JeanneDeMontbaston re "But, italian, what if someone gay has a partner who sleeps with, well, someone else gay? Is it really fair they can't cite adultery? Because I think emotionally, it does feel like saying 'well, your sex is lesser. Straight people have this extra thing. Not you.'
I've said repeatedly I think gay people should be able to be cited as being a partner in adultery. I think it is grossly unfair that a man can go off and have an affair with another man and his wife can't legally call what happened adultery! It doesn't make it homophobic! it's nothing to do with fear or hatred, (phobia) it's a quirk of the law.And I agree it should be addressed, but not by throwing out adultery as a reason for straight people to claim that divorce on the grounds of adultery.

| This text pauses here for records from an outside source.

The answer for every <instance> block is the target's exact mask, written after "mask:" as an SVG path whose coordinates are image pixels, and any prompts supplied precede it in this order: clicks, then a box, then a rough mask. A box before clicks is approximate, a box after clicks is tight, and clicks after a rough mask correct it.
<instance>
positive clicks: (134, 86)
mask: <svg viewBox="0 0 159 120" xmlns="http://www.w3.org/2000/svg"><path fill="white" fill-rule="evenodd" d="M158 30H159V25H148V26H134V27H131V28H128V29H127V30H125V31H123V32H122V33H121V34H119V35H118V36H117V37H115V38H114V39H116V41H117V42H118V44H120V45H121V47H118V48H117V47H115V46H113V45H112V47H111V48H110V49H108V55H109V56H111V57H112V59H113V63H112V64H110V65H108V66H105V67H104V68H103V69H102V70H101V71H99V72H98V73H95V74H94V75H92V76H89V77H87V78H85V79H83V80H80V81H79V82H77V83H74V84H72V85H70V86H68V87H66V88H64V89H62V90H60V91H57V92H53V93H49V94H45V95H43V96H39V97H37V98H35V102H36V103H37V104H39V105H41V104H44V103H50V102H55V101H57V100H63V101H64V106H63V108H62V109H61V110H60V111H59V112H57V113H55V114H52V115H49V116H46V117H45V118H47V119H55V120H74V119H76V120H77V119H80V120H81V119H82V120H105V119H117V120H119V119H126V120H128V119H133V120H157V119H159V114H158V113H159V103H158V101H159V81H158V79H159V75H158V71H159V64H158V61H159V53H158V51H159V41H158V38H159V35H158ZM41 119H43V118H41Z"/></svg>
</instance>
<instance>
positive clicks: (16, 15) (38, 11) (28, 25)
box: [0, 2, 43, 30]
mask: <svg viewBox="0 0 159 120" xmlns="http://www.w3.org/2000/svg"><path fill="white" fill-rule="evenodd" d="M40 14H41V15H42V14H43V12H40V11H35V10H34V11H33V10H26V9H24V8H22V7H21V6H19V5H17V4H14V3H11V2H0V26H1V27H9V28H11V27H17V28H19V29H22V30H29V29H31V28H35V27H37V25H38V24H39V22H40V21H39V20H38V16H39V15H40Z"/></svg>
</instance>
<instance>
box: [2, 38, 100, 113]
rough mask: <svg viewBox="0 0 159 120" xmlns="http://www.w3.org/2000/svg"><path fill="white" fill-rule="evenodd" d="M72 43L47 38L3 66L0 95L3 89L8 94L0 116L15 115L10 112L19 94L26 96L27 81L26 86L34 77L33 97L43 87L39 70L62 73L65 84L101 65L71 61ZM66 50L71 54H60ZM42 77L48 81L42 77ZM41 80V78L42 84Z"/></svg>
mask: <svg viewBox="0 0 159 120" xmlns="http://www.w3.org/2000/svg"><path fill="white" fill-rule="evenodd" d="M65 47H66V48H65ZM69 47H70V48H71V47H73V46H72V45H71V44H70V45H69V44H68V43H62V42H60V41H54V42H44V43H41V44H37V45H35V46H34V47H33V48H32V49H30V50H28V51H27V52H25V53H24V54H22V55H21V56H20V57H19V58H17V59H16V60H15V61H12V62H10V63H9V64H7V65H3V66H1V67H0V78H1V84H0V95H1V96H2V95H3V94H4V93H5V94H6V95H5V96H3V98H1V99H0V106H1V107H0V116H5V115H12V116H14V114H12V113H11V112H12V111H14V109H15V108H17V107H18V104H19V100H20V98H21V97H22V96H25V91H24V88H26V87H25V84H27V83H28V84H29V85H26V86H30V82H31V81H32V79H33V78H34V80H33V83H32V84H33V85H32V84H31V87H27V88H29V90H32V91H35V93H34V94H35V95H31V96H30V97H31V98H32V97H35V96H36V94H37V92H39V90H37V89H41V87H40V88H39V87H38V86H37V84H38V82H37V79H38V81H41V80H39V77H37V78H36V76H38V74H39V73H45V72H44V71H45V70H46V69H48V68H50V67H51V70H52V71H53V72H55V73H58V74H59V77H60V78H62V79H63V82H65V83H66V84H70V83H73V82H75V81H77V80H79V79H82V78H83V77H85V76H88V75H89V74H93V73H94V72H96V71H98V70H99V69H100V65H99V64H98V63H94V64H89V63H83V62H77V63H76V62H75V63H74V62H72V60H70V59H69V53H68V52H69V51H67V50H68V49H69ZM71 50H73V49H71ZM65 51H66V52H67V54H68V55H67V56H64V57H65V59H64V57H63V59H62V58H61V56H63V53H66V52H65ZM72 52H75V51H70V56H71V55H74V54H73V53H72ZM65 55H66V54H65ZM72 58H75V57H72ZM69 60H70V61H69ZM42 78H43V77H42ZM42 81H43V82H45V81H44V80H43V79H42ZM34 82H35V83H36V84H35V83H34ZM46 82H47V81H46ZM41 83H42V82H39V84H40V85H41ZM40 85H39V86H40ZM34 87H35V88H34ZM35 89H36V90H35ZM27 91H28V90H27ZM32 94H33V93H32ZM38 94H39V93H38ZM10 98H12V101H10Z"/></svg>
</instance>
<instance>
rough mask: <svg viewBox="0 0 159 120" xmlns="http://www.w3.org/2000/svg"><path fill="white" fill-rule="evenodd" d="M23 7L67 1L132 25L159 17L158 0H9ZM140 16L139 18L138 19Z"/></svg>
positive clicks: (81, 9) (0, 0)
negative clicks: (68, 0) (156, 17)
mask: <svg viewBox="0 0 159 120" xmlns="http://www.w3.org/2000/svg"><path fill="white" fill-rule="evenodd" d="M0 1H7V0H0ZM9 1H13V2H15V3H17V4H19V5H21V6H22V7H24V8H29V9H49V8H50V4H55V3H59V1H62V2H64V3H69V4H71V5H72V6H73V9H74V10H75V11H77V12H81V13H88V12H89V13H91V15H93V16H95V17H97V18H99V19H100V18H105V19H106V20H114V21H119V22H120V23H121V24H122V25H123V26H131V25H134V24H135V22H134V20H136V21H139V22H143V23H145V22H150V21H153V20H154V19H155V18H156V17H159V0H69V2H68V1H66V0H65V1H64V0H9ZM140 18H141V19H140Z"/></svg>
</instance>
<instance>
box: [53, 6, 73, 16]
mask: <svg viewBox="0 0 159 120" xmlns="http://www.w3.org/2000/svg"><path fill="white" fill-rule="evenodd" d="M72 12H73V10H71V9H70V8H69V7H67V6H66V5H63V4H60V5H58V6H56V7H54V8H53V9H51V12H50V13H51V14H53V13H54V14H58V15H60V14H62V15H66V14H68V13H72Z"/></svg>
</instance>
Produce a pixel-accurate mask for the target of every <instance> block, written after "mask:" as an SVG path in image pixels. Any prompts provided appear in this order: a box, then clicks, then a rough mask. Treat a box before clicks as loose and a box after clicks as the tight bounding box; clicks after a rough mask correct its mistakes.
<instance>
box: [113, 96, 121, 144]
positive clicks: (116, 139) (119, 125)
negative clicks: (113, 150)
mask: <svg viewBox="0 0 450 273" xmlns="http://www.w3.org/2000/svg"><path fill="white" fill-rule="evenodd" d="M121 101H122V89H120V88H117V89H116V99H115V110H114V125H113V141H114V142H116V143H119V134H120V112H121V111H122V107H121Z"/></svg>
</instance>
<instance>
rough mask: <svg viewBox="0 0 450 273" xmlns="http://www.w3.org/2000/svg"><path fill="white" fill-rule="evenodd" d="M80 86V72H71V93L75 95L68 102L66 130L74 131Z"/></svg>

Straight sex can make a baby (not all the time, I am living proof of that one, my first baby was born due to IUI not PIV!) and plenty of people are too old to be reproductive in their sex. But it's a biological fact that heterosexual sex can result in a baby, gay sex doesn't. Is that homophobic?
But the key thing for me is that the value of a relationship is not whether it can produce a baby, or whether it can be cited as a reason for divorce because of adultery!
That's my thinking, yes, make the law as equal as one can, but recognise these things are not the same, and one can't simply unpick 1000s of years of law relating to heterosexual sex because one is gay or lesbian. And because one can't do that, it is not homophobic.
But by all means, define gay sex in law, genital to genital contact, any body part to genital contact? That's pretty broad. What about affairs which do not result in intimidate physical contact but do result in emotionally intimate contact?
I just do not think there is a clear answer to all this but the fact there is not, is not because our laws are homophobic, it is because defining what one person means by sex is very broad. I always agreed with Clinton, ""I did not have sexual relations with that woman ..." But what he did was pretty appalling.
I truly do get where you are coming from.
Adultery as a reason for divorce is a very established thing, both in law and in the psyche of people. I am sure gay people feel just the same. You are right to say that the law should reflect this
I am speaking practically and not about your personal situation.